The decision scarcely binds the Acting Education Commissioner Dr. Angelica Allen-McMillan to do anything; the recommendation may be adopted, modified or rejected by Allen-McMillan. But the harsh assessment — that the school district cannot meet its constitutional mandate — puts fresh focus on the troubled school district and pressure on the state's top education official to intervene.
The situation in Lakewood is complex, and I agree and disagree with the ALJ's decision. I agree with the ALJ that Lakewood has the capacity to increase its local taxes, but I disagree that SFRA might produce an adequate state aid amount for Lakewood even if Lakewood paid 100% of its Local Fair Share. If you look at Lakewood's unique demographics, there is no possibility of that. (See "The Origins of Lakewood's Budget Disaster")
The School Funding Reform Act bases Lakewood's Adequacy Budget, and hence its Equalization Aid, on the number of students who are enrolled in the public schools, which is 5,896 for 2020-21.
If you look at the number of Lakewood students who are Out Of District special ed placement compared to the Lakewood Public Schools, it is wildly disproportionate, but if you look at the number who are in Out Of District placement compared to the whole Lakewood population, it is merely average.
Equalization Aid is meant to be a district's "all purpose state aid." Equalization Aid, along with the local tax levy, that is is supposed to be used for everything from teacher salaries to basketballs to furnace repairs to reading coaches, to most relevant for Lakewood, Out of District tuition and private school transportation.
Transportation Aid covers about a third of (mandated) private school bussing, but the other two-thirds are meant to be paid for with the local tax levy and (if eligible) Equalization Aid. Extraordinary Aid covers a fifth of Out Of District tuition, but the rest of the spending is supposed to come from the local tax levy and (if eligible) Equalization Aid.
So Lakewood's Equalization Aid would be inadequate in any case, but Lakewood's sub-problem is that its Equalization Aid is $0. (It is not clear that the ALJ realized this)
In a normal district, private school transportation is a tiny expense and Out of District tuition falls in a range where the local tax levy, Extraordinary Aid, and, if relevant, Equalization Aid cover it.
But not Lakewood, because Lakewood's public school population is only a sixth of the total population. Lakewood's 362 students in special ed private schools out of ~35,000 are at New Jersey's 1% average, but they are over 6% of the public school enrollment of 5,896.
I believe the logic of the Lakewood situation indicates that SFRA doesn't work for Lakewood, but something worrisome about the ALJ's decision is that it is unclear if she realized Lakewood was already ineligible for Equalization Aid.
The challenge is that when taxes were raised, they covered public schools and State aid was increased. But now, in Lakewood Township, the number of public school students stays about the same, while the non-public school student population goes up about 10% per year. This affects the budget in transportation, because Lakewood has to pay the LSTA $1,000 per student per year, which actually comes to about $710 per student after State aid is factored in. Usually taxes and State aid are sufficient for most communities to cover this expense, but in Lakewood, even with categorical aid and equalization aid, it is not enough because the equalization aid and the categorical aid are frozen. It is not enough because increased taxes do not cover the costs.

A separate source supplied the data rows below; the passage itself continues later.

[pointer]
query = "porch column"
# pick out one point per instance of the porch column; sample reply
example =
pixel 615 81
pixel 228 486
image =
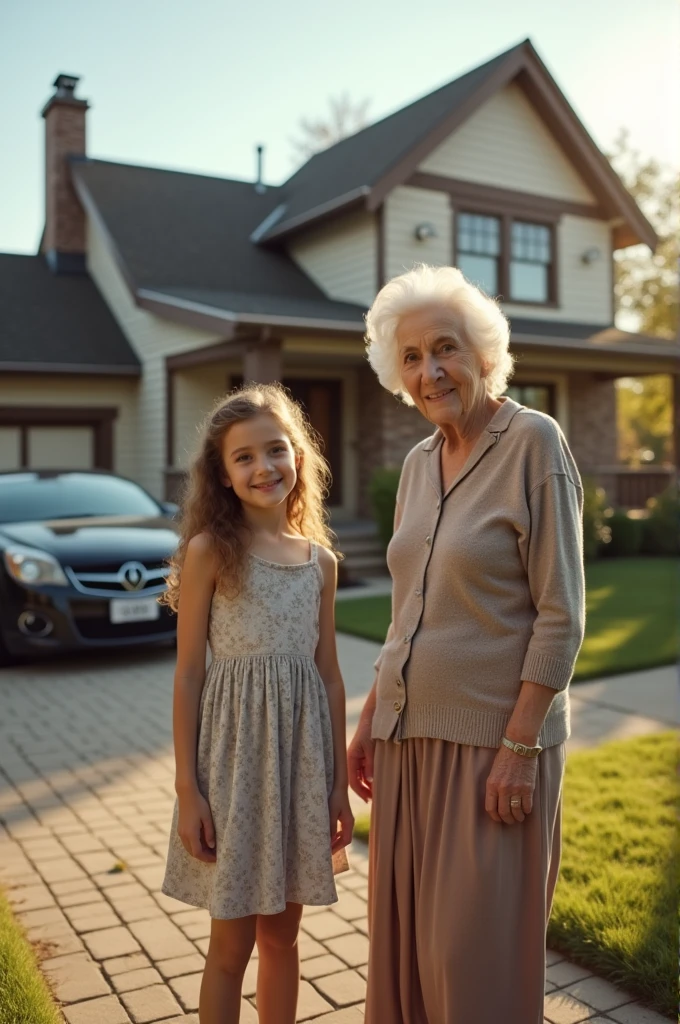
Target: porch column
pixel 593 433
pixel 262 361
pixel 676 421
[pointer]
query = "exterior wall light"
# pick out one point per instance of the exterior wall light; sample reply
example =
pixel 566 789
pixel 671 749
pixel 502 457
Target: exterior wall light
pixel 425 230
pixel 591 256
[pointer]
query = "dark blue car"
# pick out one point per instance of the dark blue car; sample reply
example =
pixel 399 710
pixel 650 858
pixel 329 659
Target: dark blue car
pixel 83 558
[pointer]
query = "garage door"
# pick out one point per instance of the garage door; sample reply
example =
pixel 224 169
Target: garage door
pixel 56 438
pixel 10 448
pixel 47 448
pixel 60 448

She does quote a witness who predicted Lakewood's Equalization Aid would go to zero, without realizing it already had.
The largest calculation in State aid is equalization aid, which is based on property value and income. Lakewood’s equalization aid is disappearing because of its increase in property value, and Wyns predicts that it will soon be zero. This is a consequence of recent amendments to the SFRA: adjustment aid and equalization aid will be gone, and only categorical aid of special education and security aid will be left.

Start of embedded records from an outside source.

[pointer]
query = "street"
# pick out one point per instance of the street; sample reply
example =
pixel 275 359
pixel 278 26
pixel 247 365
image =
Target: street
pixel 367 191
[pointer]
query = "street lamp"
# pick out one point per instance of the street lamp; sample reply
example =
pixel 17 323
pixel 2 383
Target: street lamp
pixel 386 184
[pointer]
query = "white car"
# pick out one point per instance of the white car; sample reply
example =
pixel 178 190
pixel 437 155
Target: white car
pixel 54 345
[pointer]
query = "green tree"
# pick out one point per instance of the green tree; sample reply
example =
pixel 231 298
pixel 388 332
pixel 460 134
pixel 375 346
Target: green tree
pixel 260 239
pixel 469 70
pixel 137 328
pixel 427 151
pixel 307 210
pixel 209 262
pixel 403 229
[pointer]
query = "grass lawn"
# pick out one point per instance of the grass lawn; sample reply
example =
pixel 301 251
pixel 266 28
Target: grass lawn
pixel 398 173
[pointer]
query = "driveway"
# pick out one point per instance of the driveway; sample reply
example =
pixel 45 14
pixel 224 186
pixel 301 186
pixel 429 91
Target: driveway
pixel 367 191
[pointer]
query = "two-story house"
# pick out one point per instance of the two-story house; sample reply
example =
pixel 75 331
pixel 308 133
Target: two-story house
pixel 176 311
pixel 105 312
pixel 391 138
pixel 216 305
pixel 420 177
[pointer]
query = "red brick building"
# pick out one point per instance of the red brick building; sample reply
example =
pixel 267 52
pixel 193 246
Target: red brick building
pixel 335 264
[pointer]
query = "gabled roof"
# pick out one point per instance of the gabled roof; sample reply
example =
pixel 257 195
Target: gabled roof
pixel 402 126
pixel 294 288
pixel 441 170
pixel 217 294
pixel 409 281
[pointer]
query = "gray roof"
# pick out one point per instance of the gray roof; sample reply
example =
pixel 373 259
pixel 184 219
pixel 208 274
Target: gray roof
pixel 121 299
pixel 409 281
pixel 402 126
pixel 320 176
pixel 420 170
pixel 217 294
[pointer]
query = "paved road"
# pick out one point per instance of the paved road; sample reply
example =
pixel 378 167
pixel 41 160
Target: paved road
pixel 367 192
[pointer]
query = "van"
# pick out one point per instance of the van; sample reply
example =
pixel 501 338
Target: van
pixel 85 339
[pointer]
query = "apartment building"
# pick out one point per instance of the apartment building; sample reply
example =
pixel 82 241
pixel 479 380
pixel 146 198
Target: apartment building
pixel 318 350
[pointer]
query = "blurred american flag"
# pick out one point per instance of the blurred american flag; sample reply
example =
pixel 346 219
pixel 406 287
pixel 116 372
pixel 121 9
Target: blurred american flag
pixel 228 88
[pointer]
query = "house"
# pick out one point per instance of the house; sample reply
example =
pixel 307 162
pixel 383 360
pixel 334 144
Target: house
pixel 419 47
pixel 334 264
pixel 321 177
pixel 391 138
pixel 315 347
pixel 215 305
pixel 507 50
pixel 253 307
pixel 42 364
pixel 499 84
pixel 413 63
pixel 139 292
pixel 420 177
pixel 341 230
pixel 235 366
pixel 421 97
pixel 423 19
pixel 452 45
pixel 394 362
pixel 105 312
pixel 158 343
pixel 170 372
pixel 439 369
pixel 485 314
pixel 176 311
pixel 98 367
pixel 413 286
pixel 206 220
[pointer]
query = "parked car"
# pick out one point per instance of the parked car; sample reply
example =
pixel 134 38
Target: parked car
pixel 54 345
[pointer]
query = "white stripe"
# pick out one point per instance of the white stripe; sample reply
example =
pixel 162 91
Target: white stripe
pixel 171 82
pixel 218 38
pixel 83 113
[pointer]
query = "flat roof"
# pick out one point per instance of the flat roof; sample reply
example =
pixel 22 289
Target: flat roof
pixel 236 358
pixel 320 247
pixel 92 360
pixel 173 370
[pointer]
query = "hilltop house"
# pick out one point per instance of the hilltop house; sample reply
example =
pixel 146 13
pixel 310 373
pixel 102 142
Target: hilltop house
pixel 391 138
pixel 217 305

The district has a revenue problem. The State-aid funding formula works well for 99% of the state. It does not work for Lakewood because the district cannot contribute to its adequacy budget because wealth and ratables are taken into account when calculating aid. The district gets some equalization aid. Lakewood has a base of 36,000 students, where one-sixth of the students are in public school and five-sixths are not.
Also, Lakewood never was listed as getting Adjustment Aid. It is among the small number of districts who flipped from being underaided to overaided in 2018-19, but it never had a sustained stream of Adjustment Aid like most overaided districts did.
The ALJ also conflates Lakewood's loss of Equalization Aid with the loss of Adjustment Aid, when they are separate phenomena.
Based on recent legislation, Lakewood’s equalization aid will disappear next year or the year after and will not be offset by any State-aid advances.
The disappearance of Lakewood's Equalization Aid has nothing to do with S2. S2 phases out Adjustment Aid aid which causes Lakewood to lose state aid, but the disappearance of Equalization Aid is because of growth in the Local Fair Share and stability in the Adequacy Budget, and those predate S2. S2 causes Lakewood to lose state aid, but it does not cause Lakewood to lose Equalization Aid per se.
The judge is correct here:
The tax levy is not determined just by the 6,000 attending the public schools, but by Lakewood Township’s population and ratables. There is a bigger pot of money in Lakewood Township. The tax levy generated $96.9 million this year based on property taxes.
In 2020-21, Lakewood's Tax Levy-LFS gap is $28.7 million. If Lakewood received an exemption from the tax cap, it could considerably mitigate its budget problems, although even an additional $28.7 million would not be sufficient, hence, Lakewood merits additional state aid.
(The cause of the fall in LFS is reductions in LFS multipliers.)
Conclusion:I think the Administrative Law Judge is right to look at Lakewood's strong tax base and recommend a more comprehensive solution than simply ordering more state aid, but in not knowing that Lakewood was already ineligible for Equalization Aid and conflating the disappearance of Lakewood's Equalization Aid with the phase-out of Adjustment Aid, Judge Scalora reveals gaps in state aid knowledge that are not fitting to a major state aid decision maker.